# different result of PCA function and my PCA

조회 수: 5(최근 30일)
편집: David Goodmanson 2022년 10월 12일
HI. I wrote a code for principal component analysis ( PCA).
the number of results are same but in some PC the sign of some of them is different (ex. In PC3 coeff=~coeff2).
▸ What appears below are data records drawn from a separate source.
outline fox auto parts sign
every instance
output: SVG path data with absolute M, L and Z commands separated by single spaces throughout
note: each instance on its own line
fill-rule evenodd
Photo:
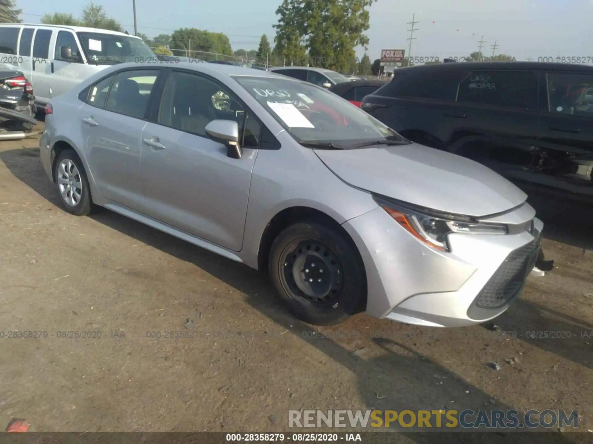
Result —
M 404 61 L 403 49 L 382 49 L 381 51 L 381 61 L 383 63 L 401 63 Z

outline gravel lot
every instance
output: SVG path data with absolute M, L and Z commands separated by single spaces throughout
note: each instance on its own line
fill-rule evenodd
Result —
M 556 268 L 500 332 L 361 315 L 308 337 L 251 269 L 106 210 L 62 211 L 37 143 L 0 143 L 0 330 L 47 332 L 0 338 L 0 424 L 285 432 L 288 410 L 515 408 L 578 410 L 593 429 L 590 212 L 544 208 Z M 526 335 L 550 330 L 570 337 Z M 95 333 L 60 337 L 78 331 Z M 147 337 L 171 331 L 199 334 Z

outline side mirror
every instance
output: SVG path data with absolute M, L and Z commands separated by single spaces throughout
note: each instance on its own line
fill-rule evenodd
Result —
M 212 140 L 227 146 L 227 155 L 231 159 L 241 159 L 243 150 L 239 144 L 239 125 L 234 120 L 217 119 L 206 126 L 206 134 Z
M 64 60 L 70 60 L 72 57 L 72 49 L 69 46 L 62 46 L 60 48 L 60 57 Z

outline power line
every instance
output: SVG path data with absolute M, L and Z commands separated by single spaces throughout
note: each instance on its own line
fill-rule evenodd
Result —
M 410 66 L 410 60 L 412 60 L 412 41 L 416 40 L 416 37 L 414 37 L 414 31 L 419 31 L 419 30 L 414 29 L 414 25 L 416 23 L 420 23 L 419 21 L 415 21 L 414 20 L 416 18 L 416 13 L 414 13 L 412 15 L 412 21 L 409 21 L 407 23 L 408 25 L 412 25 L 412 29 L 409 29 L 408 31 L 410 31 L 410 38 L 407 40 L 410 40 L 410 46 L 408 47 L 408 66 Z
M 43 14 L 30 14 L 29 12 L 23 12 L 22 14 L 23 14 L 23 15 L 31 15 L 31 16 L 35 17 L 43 17 Z M 133 27 L 133 25 L 122 24 L 122 26 L 127 26 L 127 27 L 128 27 L 129 28 Z M 154 30 L 158 30 L 158 31 L 177 31 L 177 30 L 171 29 L 171 28 L 155 28 L 154 27 L 151 27 L 151 26 L 138 26 L 137 27 L 138 27 L 138 28 L 142 28 L 142 29 L 154 29 Z M 261 36 L 246 36 L 246 35 L 243 35 L 243 34 L 227 34 L 227 33 L 224 33 L 224 34 L 225 34 L 227 36 L 232 36 L 233 37 L 254 37 L 254 38 L 259 38 L 260 37 L 262 37 Z M 257 43 L 259 43 L 259 42 L 258 41 Z

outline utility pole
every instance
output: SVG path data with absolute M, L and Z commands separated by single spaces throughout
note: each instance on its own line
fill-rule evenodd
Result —
M 480 62 L 480 59 L 482 59 L 482 49 L 484 46 L 484 44 L 486 42 L 484 41 L 484 36 L 482 36 L 482 38 L 480 39 L 480 41 L 478 43 L 480 44 L 480 46 L 478 47 L 478 62 Z
M 492 45 L 492 57 L 494 57 L 494 52 L 496 51 L 496 48 L 498 47 L 498 45 L 496 44 L 497 41 L 498 41 L 498 40 L 495 40 L 494 44 Z
M 134 35 L 138 33 L 138 27 L 136 25 L 136 0 L 132 0 L 132 7 L 134 9 Z
M 407 24 L 412 25 L 412 29 L 409 29 L 408 31 L 410 32 L 410 38 L 407 40 L 410 40 L 410 46 L 408 46 L 408 66 L 412 63 L 412 41 L 416 39 L 414 37 L 414 31 L 418 31 L 417 29 L 414 29 L 414 25 L 416 23 L 420 23 L 419 21 L 415 21 L 416 18 L 416 13 L 413 14 L 412 16 L 412 21 L 409 21 Z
I am confused about the signs.Is my code incomplete? what is the meaning of this sign?
I checked the result of minitab and there is same problem. anyway I want my results to be the same with the results of the MATLAB function.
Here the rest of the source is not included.